Matildatoldsuchdreadfullies · 28/06/2026 18:06

When my DS went to Sri Lanka for a medical placement, I gave him a St. Christopher’s. It had actually been my sister’s - she’d wanted him to have it after her death, as all her other jewellery was for my DDs and she wanted him to have something, but I’d completely forgotten about it.

My DS wore it all the time until a barber managed to cut the chain. Which reminds me - I must buy him a new chain. I think it’s quite nice to have something from home when something goes wrong/an unexpected wave of homesickness hits.

But I agree that the most important thing is excellent travel insurance. I would also talk to him about what it actually covers (i.e., not motorbikes), and what extras he might want.

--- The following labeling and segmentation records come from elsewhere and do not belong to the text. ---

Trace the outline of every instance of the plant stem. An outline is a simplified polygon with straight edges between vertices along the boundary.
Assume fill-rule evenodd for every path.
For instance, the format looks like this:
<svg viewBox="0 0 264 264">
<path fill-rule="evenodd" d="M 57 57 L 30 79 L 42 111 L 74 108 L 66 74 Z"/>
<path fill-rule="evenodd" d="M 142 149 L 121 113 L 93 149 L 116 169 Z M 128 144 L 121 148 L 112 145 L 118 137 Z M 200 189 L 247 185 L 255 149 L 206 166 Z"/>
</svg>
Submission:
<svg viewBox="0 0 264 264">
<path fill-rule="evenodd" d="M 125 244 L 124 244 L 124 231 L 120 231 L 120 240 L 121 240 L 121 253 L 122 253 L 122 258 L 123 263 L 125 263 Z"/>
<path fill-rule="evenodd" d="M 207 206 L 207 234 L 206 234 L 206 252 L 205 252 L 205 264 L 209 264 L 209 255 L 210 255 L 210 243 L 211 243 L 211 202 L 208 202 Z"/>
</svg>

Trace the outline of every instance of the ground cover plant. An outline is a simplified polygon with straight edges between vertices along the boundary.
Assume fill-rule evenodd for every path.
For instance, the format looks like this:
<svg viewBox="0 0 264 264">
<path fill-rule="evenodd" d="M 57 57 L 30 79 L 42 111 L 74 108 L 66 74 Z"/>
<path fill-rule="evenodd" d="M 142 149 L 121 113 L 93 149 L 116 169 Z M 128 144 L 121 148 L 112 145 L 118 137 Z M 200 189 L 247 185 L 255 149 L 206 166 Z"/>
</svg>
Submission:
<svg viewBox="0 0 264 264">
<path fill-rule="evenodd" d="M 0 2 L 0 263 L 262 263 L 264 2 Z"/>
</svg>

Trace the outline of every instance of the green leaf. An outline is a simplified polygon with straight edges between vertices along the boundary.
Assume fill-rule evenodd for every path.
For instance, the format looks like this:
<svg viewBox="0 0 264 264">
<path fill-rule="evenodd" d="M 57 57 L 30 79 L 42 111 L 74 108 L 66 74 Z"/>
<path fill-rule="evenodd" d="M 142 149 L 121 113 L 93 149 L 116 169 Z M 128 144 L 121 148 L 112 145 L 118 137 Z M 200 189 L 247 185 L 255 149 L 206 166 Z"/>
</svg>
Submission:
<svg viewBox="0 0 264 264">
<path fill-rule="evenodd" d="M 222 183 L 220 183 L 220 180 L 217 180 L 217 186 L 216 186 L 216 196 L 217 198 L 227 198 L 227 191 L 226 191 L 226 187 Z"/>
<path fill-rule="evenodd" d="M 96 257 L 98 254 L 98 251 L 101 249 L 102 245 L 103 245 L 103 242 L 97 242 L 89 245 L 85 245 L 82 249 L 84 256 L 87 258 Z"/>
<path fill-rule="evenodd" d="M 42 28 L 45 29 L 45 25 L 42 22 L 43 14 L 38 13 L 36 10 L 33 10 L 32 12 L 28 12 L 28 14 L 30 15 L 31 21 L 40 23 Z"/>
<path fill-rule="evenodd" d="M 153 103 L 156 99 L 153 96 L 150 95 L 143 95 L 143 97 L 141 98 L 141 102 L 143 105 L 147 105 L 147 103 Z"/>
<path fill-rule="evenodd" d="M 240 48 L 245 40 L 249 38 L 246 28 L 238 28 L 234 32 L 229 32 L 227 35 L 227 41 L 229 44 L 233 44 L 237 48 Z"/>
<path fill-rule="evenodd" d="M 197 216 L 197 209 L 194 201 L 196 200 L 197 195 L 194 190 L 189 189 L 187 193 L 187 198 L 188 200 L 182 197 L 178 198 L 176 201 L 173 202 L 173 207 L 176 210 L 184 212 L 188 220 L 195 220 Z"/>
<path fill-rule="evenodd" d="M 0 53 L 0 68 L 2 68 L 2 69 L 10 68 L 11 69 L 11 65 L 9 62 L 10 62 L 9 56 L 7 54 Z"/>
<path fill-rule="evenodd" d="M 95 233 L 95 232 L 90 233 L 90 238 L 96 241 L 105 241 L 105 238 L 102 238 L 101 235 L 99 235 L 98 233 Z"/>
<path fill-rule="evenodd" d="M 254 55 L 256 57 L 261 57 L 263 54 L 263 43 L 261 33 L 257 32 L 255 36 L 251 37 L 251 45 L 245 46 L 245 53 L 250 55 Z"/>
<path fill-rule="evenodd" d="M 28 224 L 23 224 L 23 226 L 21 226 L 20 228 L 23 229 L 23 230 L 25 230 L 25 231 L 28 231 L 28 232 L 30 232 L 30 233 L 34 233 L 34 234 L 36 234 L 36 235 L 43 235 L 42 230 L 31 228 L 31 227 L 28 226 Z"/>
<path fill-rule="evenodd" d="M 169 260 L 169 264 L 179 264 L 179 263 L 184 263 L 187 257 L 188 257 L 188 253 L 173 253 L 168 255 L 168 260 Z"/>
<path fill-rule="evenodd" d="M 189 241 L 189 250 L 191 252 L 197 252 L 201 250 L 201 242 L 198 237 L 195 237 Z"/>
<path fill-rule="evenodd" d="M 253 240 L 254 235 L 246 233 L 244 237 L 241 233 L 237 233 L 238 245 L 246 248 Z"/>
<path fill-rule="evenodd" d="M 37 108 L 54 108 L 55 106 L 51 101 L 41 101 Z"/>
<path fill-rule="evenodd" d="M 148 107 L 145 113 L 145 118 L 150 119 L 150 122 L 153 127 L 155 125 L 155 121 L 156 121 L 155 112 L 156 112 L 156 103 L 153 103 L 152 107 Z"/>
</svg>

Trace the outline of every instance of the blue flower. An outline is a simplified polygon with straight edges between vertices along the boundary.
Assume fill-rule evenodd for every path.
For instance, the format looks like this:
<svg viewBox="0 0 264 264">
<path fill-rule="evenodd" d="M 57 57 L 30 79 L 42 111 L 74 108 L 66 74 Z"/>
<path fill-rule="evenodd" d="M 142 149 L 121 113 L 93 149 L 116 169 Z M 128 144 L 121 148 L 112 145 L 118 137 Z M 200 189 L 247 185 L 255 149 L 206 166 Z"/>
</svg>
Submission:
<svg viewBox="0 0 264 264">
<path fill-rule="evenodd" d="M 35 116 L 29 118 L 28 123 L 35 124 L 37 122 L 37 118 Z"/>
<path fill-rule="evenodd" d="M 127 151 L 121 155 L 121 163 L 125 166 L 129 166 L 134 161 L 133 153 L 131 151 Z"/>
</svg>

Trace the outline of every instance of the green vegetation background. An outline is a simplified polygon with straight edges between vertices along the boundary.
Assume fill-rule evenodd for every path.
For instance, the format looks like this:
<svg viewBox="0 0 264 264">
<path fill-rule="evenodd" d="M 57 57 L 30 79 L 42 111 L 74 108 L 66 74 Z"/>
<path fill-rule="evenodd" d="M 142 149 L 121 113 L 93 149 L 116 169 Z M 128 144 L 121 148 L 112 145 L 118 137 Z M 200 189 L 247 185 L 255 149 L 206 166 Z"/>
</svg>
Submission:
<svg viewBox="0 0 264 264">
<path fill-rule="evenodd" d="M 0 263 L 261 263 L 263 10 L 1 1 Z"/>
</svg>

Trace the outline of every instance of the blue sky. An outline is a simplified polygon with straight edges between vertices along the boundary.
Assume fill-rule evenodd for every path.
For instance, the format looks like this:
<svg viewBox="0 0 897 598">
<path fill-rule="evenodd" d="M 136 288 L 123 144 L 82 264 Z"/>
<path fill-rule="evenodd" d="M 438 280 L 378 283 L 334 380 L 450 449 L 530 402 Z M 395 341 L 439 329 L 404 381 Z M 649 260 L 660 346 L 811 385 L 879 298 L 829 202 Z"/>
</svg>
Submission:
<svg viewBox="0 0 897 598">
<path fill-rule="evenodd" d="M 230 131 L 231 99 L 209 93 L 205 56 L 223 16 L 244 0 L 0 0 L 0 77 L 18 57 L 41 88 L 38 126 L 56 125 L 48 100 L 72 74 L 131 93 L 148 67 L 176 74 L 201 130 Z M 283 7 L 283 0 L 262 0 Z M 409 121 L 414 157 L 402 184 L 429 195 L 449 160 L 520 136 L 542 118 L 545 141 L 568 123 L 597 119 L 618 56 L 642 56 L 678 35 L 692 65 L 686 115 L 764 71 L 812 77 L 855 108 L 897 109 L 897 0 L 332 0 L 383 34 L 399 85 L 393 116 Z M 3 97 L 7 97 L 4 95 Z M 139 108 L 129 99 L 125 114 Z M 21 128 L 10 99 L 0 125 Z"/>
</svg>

Flamingojune · 28/06/2026 18:07

Surely his phone is a memory box

Swiftie1878 · 28/06/2026 18:20

Don’t be ridiculous. It’s just extra stuff to carry!
Ask him what he needs, practically, and contribute in that way.

He’ll have an amazing time and be back before you know it!

OtterlyMad · 28/06/2026 18:31

When I was on my year abroad, the best care packages from my family were:

  1. Money (mainly for once-in-a-lifetime experiences I wouldn’t otherwise have been able to afford)
  2. Food from home (stuff I couldn’t get in the country where I was staying e.g. marmite, prawn cocktail crisps, custard creams, etc.) Obviously needs to be products that won’t melt or go off in transit!